Otherworldly techno-scape
Tekhenu is a primal EDM record by the Allegorist, the moniker of Berlin-based producer Anna Jordan. Tekhenu is the Ancient Egyptian word for the tall stone pillars the Greeks would call obelisks. For Jordan, a self-described “holistic, soundscape storyteller,” the title represents unity, since this architectural structure has fascinated and been adopted by many different cultures. Jordan’s music similarly taps into a deep and common sense of mystery and expansiveness, but doesn’t shape this feeling into anything as defined as those Egyptian monuments.

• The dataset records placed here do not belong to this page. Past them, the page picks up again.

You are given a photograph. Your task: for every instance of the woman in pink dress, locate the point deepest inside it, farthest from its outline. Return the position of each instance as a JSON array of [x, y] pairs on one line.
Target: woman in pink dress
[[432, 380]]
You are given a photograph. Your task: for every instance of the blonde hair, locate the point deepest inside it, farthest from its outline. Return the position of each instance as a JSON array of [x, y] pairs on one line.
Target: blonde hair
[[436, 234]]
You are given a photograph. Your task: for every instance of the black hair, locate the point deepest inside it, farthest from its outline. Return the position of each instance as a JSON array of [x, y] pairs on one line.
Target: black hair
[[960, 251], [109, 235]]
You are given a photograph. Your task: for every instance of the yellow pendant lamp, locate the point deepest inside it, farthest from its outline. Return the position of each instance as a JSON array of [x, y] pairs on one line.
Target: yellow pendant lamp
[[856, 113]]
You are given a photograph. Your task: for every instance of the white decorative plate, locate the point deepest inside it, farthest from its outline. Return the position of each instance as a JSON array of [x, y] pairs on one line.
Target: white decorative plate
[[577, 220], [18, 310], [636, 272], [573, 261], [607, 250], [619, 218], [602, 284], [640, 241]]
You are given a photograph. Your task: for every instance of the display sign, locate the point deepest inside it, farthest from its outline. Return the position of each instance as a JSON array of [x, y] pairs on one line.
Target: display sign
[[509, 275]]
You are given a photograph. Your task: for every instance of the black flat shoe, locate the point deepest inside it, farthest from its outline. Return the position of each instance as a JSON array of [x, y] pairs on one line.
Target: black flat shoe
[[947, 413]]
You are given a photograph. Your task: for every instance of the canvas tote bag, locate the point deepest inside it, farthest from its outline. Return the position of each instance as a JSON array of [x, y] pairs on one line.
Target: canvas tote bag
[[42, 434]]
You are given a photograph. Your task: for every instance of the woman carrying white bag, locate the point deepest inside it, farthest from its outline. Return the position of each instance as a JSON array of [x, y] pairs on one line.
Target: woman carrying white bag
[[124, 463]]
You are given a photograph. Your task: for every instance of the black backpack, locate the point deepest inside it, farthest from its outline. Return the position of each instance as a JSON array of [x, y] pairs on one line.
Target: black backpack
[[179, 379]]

The opener “Whispers of the Wind” starts off with a quiet, slightly eerie electronic hum, like background noise people living in a space craft would have to learn to live with, before a wordless chant ensues. The vocals are reminiscent of recreations of choral music from the ancient world made by historians. They have an otherworldly and ambivalent quality: melancholic and celebratory, lonely and communal, improvised and ritualistic. This isn’t how wind sounds breezing through city streets, but how Wind sounds personified in an old allegory. Jordan’s harmonies are pitched up and down and evoke a pantheon of spirits. As the record shifts from ambient to danceable, the digital manipulation of her voice gets more radical and synthetic.
As one might expect, the compositions don’t so much develop and resolve as rise and recede. When they’re working, it’s achieved by overdubbing layers of mellifluous wailing and whimpering, chopping the vocals into short segments and looping them so they sound frenzied. Adding a rumbling kick drum and turning up beats made of distorted clattering louder than seems advisable, simulating what it must be like to be approached by a massive animal (that’s the title track.) Basic techniques, but effective: throw in more voices and a pulse, make everything louder, then take everything away.
The heart of the record is simply Jordan’s facility and ear for eccentric vocalizing, and the other gestures she employs that don’t just boost the scale and intensity of that vocalizing are largely non-constructive. The cinematic strings and drones generally come off as paint-by-numbers profundity (though on “Trees of Peace” the glissandos seem alive.) The more complex percussion doesn’t stand out. And the instrumental motifs tend to be inarticulate— the three-note melody on “Inner Dialogue” is particularly crude and hard to listen to for very long.
Tekhenu has Anna Jordan’s abstract and haunting singing style going for it. But the epic techno production clichés diminish this selling point. There’s power in the essence of this music waiting to be unleashed by more imaginative arrangements.